Hey everyone! I'm looking for some real advice on how to write better code and speed up my workflow. I've been working as a data scientist, but I don't have a formal programming background. Over the years, I've picked up some tips for clean coding and reusability, but I'm still struggling quite a bit. Lately, I've been given a lot of responsibility for data generation at my job. While I can complete the tasks, I often run into issues, like leaving test code in place or using limited inputs to check my work. This leads to incomplete data and ultimately backtracking to fix it, which is super frustrating.
I know that programming is an iterative process, but my iterations often feel unproductive. I try to review my scripts end-to-end to catch any errors before submitting my PR, but new logic I introduce sometimes breaks during actual runs due to data issues I didn't catch during testing.
My team works really quickly, and the pressure to keep up is making me anxious. During scrum meetings, I frequently don't have substantial updates to provide. Has anyone dealt with similar challenges? What strategies can help me cut down on my turnaround time while still producing high-quality work?

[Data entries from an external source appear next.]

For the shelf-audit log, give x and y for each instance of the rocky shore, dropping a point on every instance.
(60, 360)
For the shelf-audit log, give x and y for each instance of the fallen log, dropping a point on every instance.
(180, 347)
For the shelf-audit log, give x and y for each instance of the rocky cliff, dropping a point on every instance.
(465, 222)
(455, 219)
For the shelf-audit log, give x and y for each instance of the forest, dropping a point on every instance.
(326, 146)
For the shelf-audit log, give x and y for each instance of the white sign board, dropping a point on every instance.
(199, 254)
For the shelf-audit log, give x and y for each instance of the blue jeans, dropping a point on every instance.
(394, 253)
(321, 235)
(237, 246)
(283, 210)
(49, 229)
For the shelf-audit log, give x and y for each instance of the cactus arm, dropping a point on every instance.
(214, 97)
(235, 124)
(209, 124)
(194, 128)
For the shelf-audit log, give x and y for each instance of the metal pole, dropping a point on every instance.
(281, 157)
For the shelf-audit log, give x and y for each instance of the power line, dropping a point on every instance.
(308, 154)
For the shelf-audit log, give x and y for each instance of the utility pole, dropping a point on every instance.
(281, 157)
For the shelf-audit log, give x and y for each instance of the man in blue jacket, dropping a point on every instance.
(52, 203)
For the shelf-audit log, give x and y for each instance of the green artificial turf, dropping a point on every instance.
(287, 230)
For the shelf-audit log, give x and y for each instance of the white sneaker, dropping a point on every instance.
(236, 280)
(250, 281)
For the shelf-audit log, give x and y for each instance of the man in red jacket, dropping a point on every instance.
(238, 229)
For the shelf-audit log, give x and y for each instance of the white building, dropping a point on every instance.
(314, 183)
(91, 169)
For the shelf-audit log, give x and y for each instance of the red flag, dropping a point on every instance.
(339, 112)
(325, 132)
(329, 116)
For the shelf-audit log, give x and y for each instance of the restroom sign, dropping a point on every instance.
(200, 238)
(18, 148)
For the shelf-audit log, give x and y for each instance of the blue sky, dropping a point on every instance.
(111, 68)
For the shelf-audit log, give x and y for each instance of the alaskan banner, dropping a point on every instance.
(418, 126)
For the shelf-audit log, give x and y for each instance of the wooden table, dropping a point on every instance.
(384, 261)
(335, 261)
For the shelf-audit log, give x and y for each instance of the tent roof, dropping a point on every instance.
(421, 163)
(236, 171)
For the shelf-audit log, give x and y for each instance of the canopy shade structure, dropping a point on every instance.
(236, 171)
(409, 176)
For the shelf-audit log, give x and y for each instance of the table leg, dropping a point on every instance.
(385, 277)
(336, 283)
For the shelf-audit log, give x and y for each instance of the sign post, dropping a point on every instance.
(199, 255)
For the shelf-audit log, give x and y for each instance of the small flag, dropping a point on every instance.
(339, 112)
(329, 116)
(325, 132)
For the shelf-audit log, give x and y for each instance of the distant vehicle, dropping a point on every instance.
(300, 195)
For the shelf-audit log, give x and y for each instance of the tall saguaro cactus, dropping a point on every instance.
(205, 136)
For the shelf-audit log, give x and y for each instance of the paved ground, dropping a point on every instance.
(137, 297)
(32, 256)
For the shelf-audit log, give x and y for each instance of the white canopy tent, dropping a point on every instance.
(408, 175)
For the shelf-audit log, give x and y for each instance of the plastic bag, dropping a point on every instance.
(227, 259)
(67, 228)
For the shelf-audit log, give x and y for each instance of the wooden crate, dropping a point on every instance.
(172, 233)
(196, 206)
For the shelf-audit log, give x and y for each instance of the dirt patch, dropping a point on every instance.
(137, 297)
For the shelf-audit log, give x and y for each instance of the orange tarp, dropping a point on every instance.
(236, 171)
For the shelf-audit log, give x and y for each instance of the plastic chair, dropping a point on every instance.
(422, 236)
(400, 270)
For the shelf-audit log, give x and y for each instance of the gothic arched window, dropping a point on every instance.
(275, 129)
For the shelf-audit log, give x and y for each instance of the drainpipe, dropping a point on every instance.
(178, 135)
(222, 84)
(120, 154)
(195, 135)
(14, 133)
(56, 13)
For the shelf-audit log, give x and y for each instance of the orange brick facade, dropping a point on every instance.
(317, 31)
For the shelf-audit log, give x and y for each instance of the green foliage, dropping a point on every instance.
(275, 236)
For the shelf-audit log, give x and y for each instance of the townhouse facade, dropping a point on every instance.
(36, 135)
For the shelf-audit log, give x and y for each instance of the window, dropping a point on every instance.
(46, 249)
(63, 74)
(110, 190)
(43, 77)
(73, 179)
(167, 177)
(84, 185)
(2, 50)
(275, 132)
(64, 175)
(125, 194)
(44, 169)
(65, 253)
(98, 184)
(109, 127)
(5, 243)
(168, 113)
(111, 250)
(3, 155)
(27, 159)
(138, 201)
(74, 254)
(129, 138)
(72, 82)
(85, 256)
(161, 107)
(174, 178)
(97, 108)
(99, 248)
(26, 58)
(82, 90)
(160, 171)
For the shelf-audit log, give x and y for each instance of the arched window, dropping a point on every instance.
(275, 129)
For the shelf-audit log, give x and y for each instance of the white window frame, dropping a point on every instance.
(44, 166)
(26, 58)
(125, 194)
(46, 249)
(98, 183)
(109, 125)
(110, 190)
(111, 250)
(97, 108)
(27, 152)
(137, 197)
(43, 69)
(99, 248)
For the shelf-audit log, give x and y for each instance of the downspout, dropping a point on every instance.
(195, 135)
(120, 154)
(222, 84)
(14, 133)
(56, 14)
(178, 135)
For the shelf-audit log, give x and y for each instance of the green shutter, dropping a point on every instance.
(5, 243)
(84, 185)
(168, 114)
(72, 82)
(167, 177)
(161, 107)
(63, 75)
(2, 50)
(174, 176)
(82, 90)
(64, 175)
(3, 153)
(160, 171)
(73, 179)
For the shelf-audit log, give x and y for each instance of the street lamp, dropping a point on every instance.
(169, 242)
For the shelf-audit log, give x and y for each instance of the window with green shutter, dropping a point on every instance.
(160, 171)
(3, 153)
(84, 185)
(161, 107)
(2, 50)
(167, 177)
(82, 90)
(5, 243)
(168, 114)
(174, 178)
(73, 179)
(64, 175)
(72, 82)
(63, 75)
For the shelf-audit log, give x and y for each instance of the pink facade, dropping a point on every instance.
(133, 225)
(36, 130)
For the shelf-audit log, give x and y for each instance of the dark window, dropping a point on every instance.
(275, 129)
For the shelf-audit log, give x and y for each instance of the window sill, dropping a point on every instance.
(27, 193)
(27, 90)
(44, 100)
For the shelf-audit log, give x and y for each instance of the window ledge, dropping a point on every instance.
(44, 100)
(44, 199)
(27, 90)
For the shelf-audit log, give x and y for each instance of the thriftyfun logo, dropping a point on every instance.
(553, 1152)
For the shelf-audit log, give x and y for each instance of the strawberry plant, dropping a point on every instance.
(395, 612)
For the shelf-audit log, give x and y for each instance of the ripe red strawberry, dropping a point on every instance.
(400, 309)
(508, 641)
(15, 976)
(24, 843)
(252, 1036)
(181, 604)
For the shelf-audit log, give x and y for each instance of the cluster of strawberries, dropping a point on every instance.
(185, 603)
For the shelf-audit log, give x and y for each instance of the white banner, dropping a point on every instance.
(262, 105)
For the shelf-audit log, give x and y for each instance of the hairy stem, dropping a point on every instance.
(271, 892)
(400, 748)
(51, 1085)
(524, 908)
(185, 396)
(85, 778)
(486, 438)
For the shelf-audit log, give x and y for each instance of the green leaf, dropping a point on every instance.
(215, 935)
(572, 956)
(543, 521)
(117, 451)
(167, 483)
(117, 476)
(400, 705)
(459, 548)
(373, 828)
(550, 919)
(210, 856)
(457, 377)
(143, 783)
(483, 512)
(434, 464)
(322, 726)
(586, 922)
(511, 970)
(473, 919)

Also, just to add, I mainly work with dataframes using pandas or pyspark, often applying functions row by row. I've learned a bit about parallel processing with ThreadPoolExecutor and other methods to speed things up.
4 Answers
I noticed you're leaving test elements in your code. A good practice is to write your test cases separately from your main logic. It will also help if you can create a structure that allows more customization of your data without impacting everything else. Think of it as a design improvement!
Writing clean code can feel tricky, especially if you're new to programming. My advice would be to focus on separating unique tasks into their own classes or files, keeping the interfaces clean. This way, if you need to tweak something, you won't disrupt the whole system. Big functions that run for hundreds of lines are really tough to maintain. Little changes can save you tons of hassle down the line!
That's solid advice! I usually hold off on using classes until I feel the logic is stable. I need to start thinking about structuring my code with that in mind right from the beginning.
I’ve had similar roadblocks. I found that using a more procedural coding style, rather than strict object-oriented programming, helped me navigate complexities more easily. It allowed me to focus on manipulating data directly, simplifying a lot of tasks that felt complicated before. Sometimes, going back to basics can clear up a lot of the confusion!
When working with test elements, if you're using Python, consider a testing framework like doctest. It can be quite efficient for smaller projects, and it ensures you keep your tests organized without cluttering your main logic. Plus, it might reduce some of the friction you're feeling!

I get that! My hang-up is needing to see how every variable changes throughout my entire script. Maybe I should try breaking things out instead of relying on notebooks.